Underutilization of Informative Activations: The standard focus on attention scores typically ignores the valuable and high-dimensional activations from Feed-Forward Networks (FFNs). LRC integrates a complete utilization of activation signals in both attention and FFN layers.

Methodology

The core of LRC's methodology revolves around two primary components:

Low-Rank Projection: This step compresses the teacher's weights into a lower-dimensional space preserved in the student model's parameters. By generating student weights through these projection matrices, LRC guarantees minimal information loss from the teacher's original weights.
Activation Clone: LRC aligns the internal activations of the student model with those of the teacher model, including crucial FFN signals. This allows the student model to closely mimic the behavior dynamics of its teacher, ensuring high fidelity in knowledge transfer.

The effective combination of these components yields an alignment-free design that significantly simplifies the distillation process without sacrificing the quality of knowledge transfer.

Empirical Results

Extensive experiments demonstrate that LRC can achieve competitive or even superior performance compared to other SLM approaches using much fewer tokens—only 20B—achieving efficiency equivalent to training on trillions of tokens. Notable results included LRC's performance compared to leading models such as Qwen2.5 and Llama3.2, establishing LRC's efficacy in rapid and resource-efficient training.
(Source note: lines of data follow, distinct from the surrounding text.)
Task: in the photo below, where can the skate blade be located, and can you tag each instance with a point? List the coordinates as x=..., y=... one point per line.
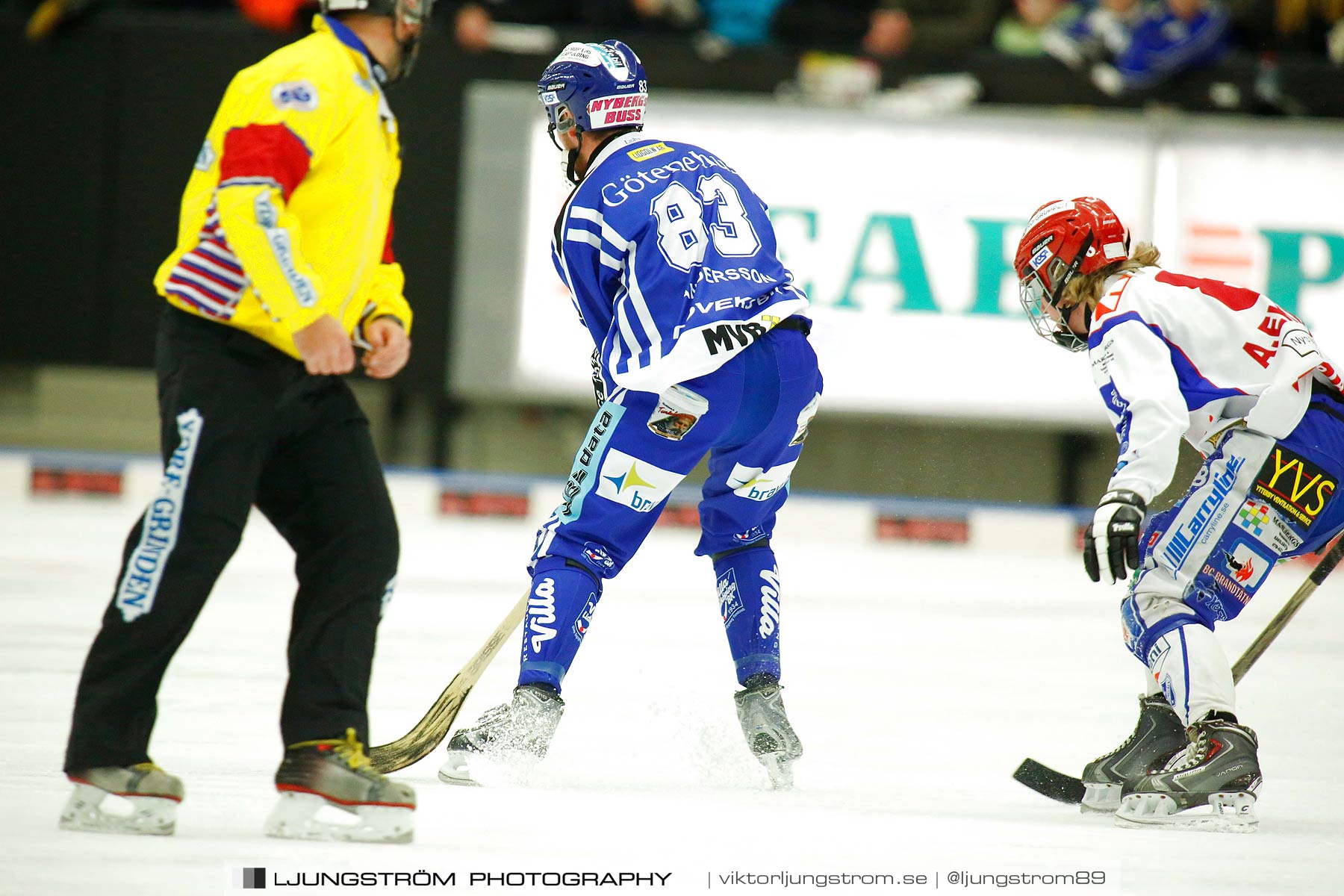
x=300, y=815
x=1100, y=798
x=457, y=771
x=1233, y=812
x=96, y=810
x=780, y=770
The paper further explores result variations across different benchmarks including logical reasoning, commonsense understanding, and world knowledge tasks. LRC consistently showcased superior results, reflecting its robustness and versatility in diverse NLP tasks.

Implications and Future Directions

The introduction of LRC signifies considerable advancements in AI, particularly in the context of reducing resource requirements without sacrificing model quality. Practically, LRC can make high-performance LLMs more accessible, enabling deployment in environments where computational resources are limited, such as edge devices.

Theoretically, the principles underpinning LRC might stimulate further research into exploring more granular aspects of model compression and distillation. Future work may explore larger-scale evaluations to determine the upper efficiency bounds of LRC and additional refinements to further enhance its applicability across varied model architectures.

In summary, Low-Rank Clone is a compelling strategy that promises more effective SLM training, achieving high performance with unprecedented efficiency, and paving the way for broader utilization of advanced NLP models across different sectors.